El escenario que se busca crear con todas estas cosas, en el que la presentación de un libro es un capítulo menor pero simbólico, es el de un miedo que lleve a la inmovilidad. El miedo es el motor de la impunidad. No son solamente los actos. Se toma como común que personas acusadas de homicidios les manden mensajes amenazantes, por teléfono, a los jueces que les dictaron medidas que no los favorecen. A esto se suman _como todo el mundo no deja de hablar y dar por normalizado en Tribunales_ que allegados directos a Los Monos refieran mensajes nunca del todo explícitos pero cargado de sentido a jueces, fiscales, secretarios penales, periodistas. Con comentarios, deslizamientos e insinuaciones de qué cosas les caen bien o les caen mal a los Cantero, qué expectativas tienen, qué cosas presagian panoramas más claros o más inquietantes, estos mensajes son elocuentes y tienen, en su enunciación oblicua y viniendo de quien vienen, un propósito claro.

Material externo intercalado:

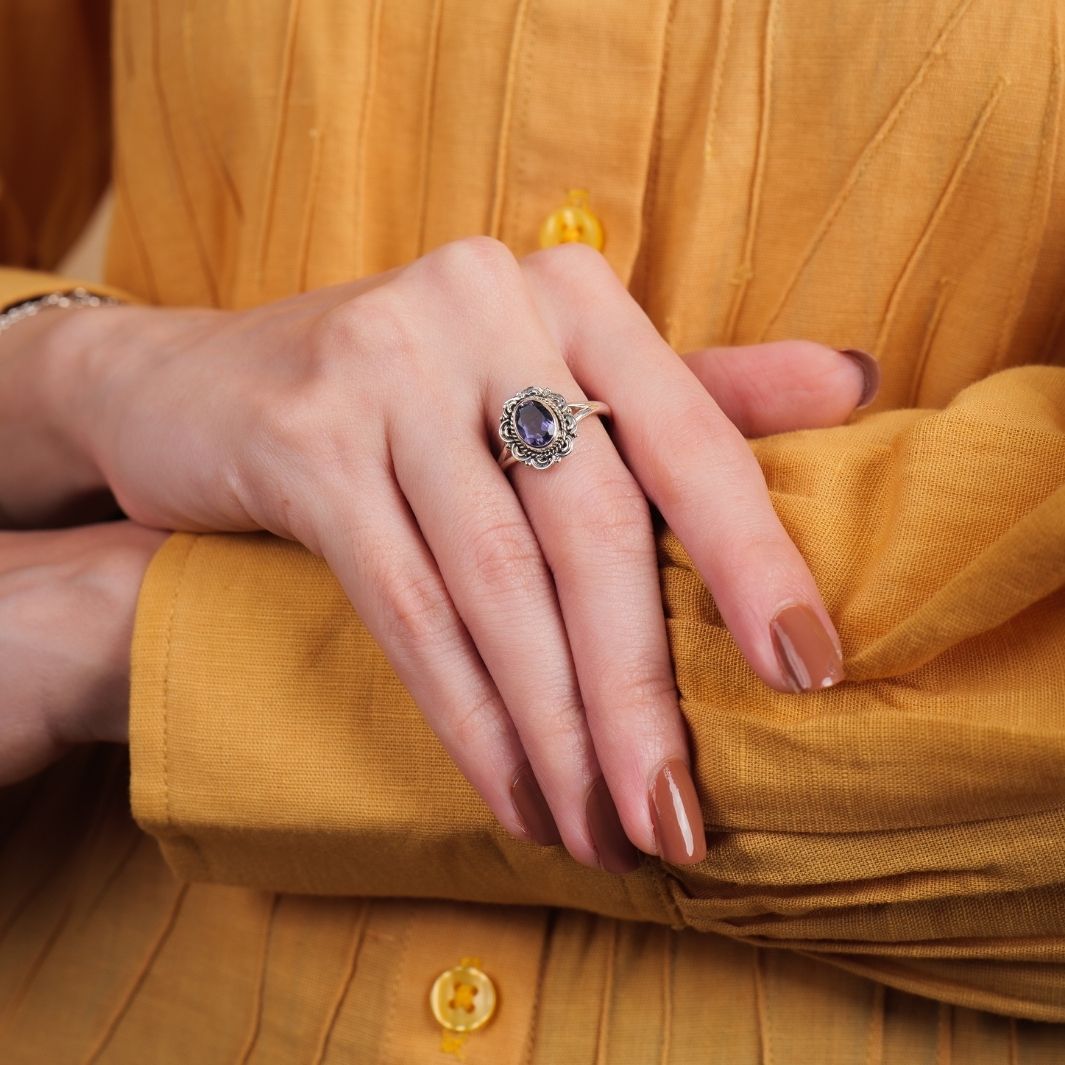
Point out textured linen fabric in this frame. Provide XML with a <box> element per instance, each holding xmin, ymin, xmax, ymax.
<box><xmin>0</xmin><ymin>0</ymin><xmax>1065</xmax><ymax>1065</ymax></box>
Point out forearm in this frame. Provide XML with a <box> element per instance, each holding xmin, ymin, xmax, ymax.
<box><xmin>0</xmin><ymin>522</ymin><xmax>166</xmax><ymax>786</ymax></box>
<box><xmin>0</xmin><ymin>308</ymin><xmax>115</xmax><ymax>528</ymax></box>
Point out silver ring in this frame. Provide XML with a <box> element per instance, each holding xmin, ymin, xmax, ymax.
<box><xmin>498</xmin><ymin>384</ymin><xmax>610</xmax><ymax>470</ymax></box>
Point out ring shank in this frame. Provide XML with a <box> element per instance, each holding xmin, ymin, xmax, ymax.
<box><xmin>496</xmin><ymin>399</ymin><xmax>610</xmax><ymax>470</ymax></box>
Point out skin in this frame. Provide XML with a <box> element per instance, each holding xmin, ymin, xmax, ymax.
<box><xmin>0</xmin><ymin>237</ymin><xmax>864</xmax><ymax>866</ymax></box>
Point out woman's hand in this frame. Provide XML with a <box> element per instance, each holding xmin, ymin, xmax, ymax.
<box><xmin>33</xmin><ymin>239</ymin><xmax>877</xmax><ymax>871</ymax></box>
<box><xmin>0</xmin><ymin>522</ymin><xmax>166</xmax><ymax>786</ymax></box>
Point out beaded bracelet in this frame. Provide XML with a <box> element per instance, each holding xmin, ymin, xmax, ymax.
<box><xmin>0</xmin><ymin>288</ymin><xmax>121</xmax><ymax>333</ymax></box>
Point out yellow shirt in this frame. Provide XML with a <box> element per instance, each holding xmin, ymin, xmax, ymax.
<box><xmin>0</xmin><ymin>0</ymin><xmax>1065</xmax><ymax>1052</ymax></box>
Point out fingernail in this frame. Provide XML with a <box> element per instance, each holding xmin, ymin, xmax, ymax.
<box><xmin>510</xmin><ymin>761</ymin><xmax>562</xmax><ymax>847</ymax></box>
<box><xmin>651</xmin><ymin>758</ymin><xmax>706</xmax><ymax>865</ymax></box>
<box><xmin>769</xmin><ymin>603</ymin><xmax>843</xmax><ymax>691</ymax></box>
<box><xmin>836</xmin><ymin>347</ymin><xmax>880</xmax><ymax>410</ymax></box>
<box><xmin>585</xmin><ymin>776</ymin><xmax>640</xmax><ymax>873</ymax></box>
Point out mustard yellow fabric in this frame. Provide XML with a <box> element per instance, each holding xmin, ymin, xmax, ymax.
<box><xmin>0</xmin><ymin>0</ymin><xmax>1065</xmax><ymax>1052</ymax></box>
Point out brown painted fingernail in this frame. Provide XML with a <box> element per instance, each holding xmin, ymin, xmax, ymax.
<box><xmin>769</xmin><ymin>603</ymin><xmax>843</xmax><ymax>691</ymax></box>
<box><xmin>836</xmin><ymin>347</ymin><xmax>880</xmax><ymax>410</ymax></box>
<box><xmin>651</xmin><ymin>758</ymin><xmax>706</xmax><ymax>865</ymax></box>
<box><xmin>585</xmin><ymin>776</ymin><xmax>640</xmax><ymax>873</ymax></box>
<box><xmin>510</xmin><ymin>761</ymin><xmax>562</xmax><ymax>847</ymax></box>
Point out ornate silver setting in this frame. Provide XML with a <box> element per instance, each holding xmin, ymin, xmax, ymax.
<box><xmin>499</xmin><ymin>384</ymin><xmax>610</xmax><ymax>470</ymax></box>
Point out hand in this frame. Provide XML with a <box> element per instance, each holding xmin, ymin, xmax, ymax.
<box><xmin>41</xmin><ymin>239</ymin><xmax>862</xmax><ymax>871</ymax></box>
<box><xmin>0</xmin><ymin>522</ymin><xmax>166</xmax><ymax>786</ymax></box>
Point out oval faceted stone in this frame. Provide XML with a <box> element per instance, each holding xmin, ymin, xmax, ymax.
<box><xmin>514</xmin><ymin>399</ymin><xmax>558</xmax><ymax>447</ymax></box>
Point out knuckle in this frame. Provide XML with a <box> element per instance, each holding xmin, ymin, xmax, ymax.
<box><xmin>447</xmin><ymin>685</ymin><xmax>506</xmax><ymax>759</ymax></box>
<box><xmin>523</xmin><ymin>241</ymin><xmax>613</xmax><ymax>288</ymax></box>
<box><xmin>644</xmin><ymin>400</ymin><xmax>764</xmax><ymax>513</ymax></box>
<box><xmin>380</xmin><ymin>572</ymin><xmax>460</xmax><ymax>652</ymax></box>
<box><xmin>556</xmin><ymin>476</ymin><xmax>654</xmax><ymax>579</ymax></box>
<box><xmin>423</xmin><ymin>235</ymin><xmax>518</xmax><ymax>293</ymax></box>
<box><xmin>466</xmin><ymin>520</ymin><xmax>550</xmax><ymax>595</ymax></box>
<box><xmin>308</xmin><ymin>285</ymin><xmax>420</xmax><ymax>374</ymax></box>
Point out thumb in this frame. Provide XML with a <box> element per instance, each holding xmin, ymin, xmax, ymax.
<box><xmin>682</xmin><ymin>340</ymin><xmax>880</xmax><ymax>437</ymax></box>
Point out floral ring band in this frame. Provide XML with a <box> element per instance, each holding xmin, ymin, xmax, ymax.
<box><xmin>498</xmin><ymin>384</ymin><xmax>610</xmax><ymax>470</ymax></box>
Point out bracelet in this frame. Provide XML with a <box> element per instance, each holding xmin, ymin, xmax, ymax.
<box><xmin>0</xmin><ymin>288</ymin><xmax>121</xmax><ymax>333</ymax></box>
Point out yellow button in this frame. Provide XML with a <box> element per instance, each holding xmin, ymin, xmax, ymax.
<box><xmin>540</xmin><ymin>189</ymin><xmax>604</xmax><ymax>251</ymax></box>
<box><xmin>429</xmin><ymin>965</ymin><xmax>495</xmax><ymax>1032</ymax></box>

El miedo es, en definitiva, el instrumento con el que una minoría busca su protección. Pero los que pueden sentir miedo lo pierden cuando ven que sus instituciones no vacilan en mantenerse firmes contra los que buscan rédito con ese miedo. Es en el momento en que las conductas oscuras son sacadas de su oscuridad cuando el miedo sembrado deja de ser eficaz. Hasta ahora las instituciones de la Justicia Penal y de la Seguridad Pública de Santa Fe se las ven en problemas porque a estas cosas no suelen llamarlas por su nombre ni actuar en consecuencia. Cuando todo está en la nebulosa, además, a los impunes les queda la chance de decir que los difaman, porque las cosas que se dicen no han sido probadas.

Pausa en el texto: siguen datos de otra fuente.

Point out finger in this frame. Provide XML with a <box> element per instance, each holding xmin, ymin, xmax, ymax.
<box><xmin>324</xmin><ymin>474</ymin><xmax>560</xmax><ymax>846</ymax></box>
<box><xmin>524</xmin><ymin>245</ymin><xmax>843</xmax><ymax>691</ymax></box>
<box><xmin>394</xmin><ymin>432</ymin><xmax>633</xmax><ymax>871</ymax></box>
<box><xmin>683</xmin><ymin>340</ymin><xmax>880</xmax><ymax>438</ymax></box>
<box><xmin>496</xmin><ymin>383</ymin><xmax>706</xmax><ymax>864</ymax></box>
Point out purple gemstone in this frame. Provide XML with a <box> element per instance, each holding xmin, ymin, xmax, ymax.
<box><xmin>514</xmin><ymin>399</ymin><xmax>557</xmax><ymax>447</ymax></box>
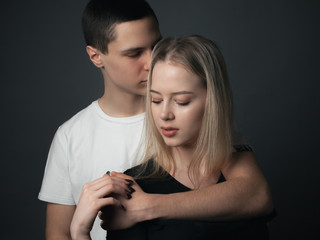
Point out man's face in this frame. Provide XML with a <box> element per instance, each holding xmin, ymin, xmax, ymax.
<box><xmin>101</xmin><ymin>17</ymin><xmax>161</xmax><ymax>95</ymax></box>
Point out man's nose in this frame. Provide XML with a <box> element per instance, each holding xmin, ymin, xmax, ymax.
<box><xmin>144</xmin><ymin>50</ymin><xmax>152</xmax><ymax>71</ymax></box>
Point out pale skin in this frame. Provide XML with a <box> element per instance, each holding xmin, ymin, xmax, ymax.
<box><xmin>46</xmin><ymin>15</ymin><xmax>272</xmax><ymax>240</ymax></box>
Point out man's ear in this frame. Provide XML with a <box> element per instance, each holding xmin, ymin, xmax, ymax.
<box><xmin>86</xmin><ymin>45</ymin><xmax>103</xmax><ymax>68</ymax></box>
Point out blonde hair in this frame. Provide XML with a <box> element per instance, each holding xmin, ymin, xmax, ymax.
<box><xmin>144</xmin><ymin>35</ymin><xmax>233</xmax><ymax>186</ymax></box>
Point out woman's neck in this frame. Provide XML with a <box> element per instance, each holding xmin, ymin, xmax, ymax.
<box><xmin>170</xmin><ymin>148</ymin><xmax>219</xmax><ymax>189</ymax></box>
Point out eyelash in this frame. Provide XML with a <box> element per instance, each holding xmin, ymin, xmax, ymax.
<box><xmin>151</xmin><ymin>100</ymin><xmax>190</xmax><ymax>106</ymax></box>
<box><xmin>128</xmin><ymin>52</ymin><xmax>142</xmax><ymax>58</ymax></box>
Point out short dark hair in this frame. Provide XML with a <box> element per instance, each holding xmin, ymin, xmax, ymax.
<box><xmin>82</xmin><ymin>0</ymin><xmax>158</xmax><ymax>53</ymax></box>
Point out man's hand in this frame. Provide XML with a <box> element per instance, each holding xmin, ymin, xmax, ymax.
<box><xmin>70</xmin><ymin>174</ymin><xmax>132</xmax><ymax>239</ymax></box>
<box><xmin>99</xmin><ymin>172</ymin><xmax>152</xmax><ymax>230</ymax></box>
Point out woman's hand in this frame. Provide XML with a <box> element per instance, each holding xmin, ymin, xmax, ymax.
<box><xmin>70</xmin><ymin>174</ymin><xmax>132</xmax><ymax>239</ymax></box>
<box><xmin>99</xmin><ymin>172</ymin><xmax>156</xmax><ymax>230</ymax></box>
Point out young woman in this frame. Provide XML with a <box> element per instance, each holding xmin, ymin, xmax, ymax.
<box><xmin>71</xmin><ymin>36</ymin><xmax>272</xmax><ymax>240</ymax></box>
<box><xmin>107</xmin><ymin>36</ymin><xmax>272</xmax><ymax>240</ymax></box>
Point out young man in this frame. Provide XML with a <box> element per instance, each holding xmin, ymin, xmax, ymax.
<box><xmin>39</xmin><ymin>0</ymin><xmax>272</xmax><ymax>240</ymax></box>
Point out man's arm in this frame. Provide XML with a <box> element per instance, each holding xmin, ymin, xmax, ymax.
<box><xmin>106</xmin><ymin>152</ymin><xmax>273</xmax><ymax>229</ymax></box>
<box><xmin>46</xmin><ymin>203</ymin><xmax>76</xmax><ymax>240</ymax></box>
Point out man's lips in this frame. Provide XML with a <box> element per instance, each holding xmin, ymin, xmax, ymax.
<box><xmin>161</xmin><ymin>127</ymin><xmax>179</xmax><ymax>137</ymax></box>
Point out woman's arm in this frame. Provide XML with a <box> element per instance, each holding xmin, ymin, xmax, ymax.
<box><xmin>107</xmin><ymin>152</ymin><xmax>273</xmax><ymax>228</ymax></box>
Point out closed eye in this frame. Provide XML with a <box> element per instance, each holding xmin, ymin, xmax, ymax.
<box><xmin>177</xmin><ymin>102</ymin><xmax>190</xmax><ymax>106</ymax></box>
<box><xmin>127</xmin><ymin>51</ymin><xmax>142</xmax><ymax>58</ymax></box>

Los que estaban en la sala donde dos autores no pudieron presentar su libro fueron testigos de cómo allí campeaban, con los gritos amenazantes de la persona que interrumpió el acto, esas sensaciones de incertidumbre que provoca lo que no está claro. En ese sentido aquí se trata de dejar constancia de que estas cosas son inaceptables porque atacan a una mayoría hastiada de la violencia. En ese sentido también se lo concibe no como la ofensa a un periodista sino al diario todo. Y a todos los que tienen el afán de que ese miedo instrumental al que unos pocos recurren como método no impida a la comunidad enterarse de lo que le pasa.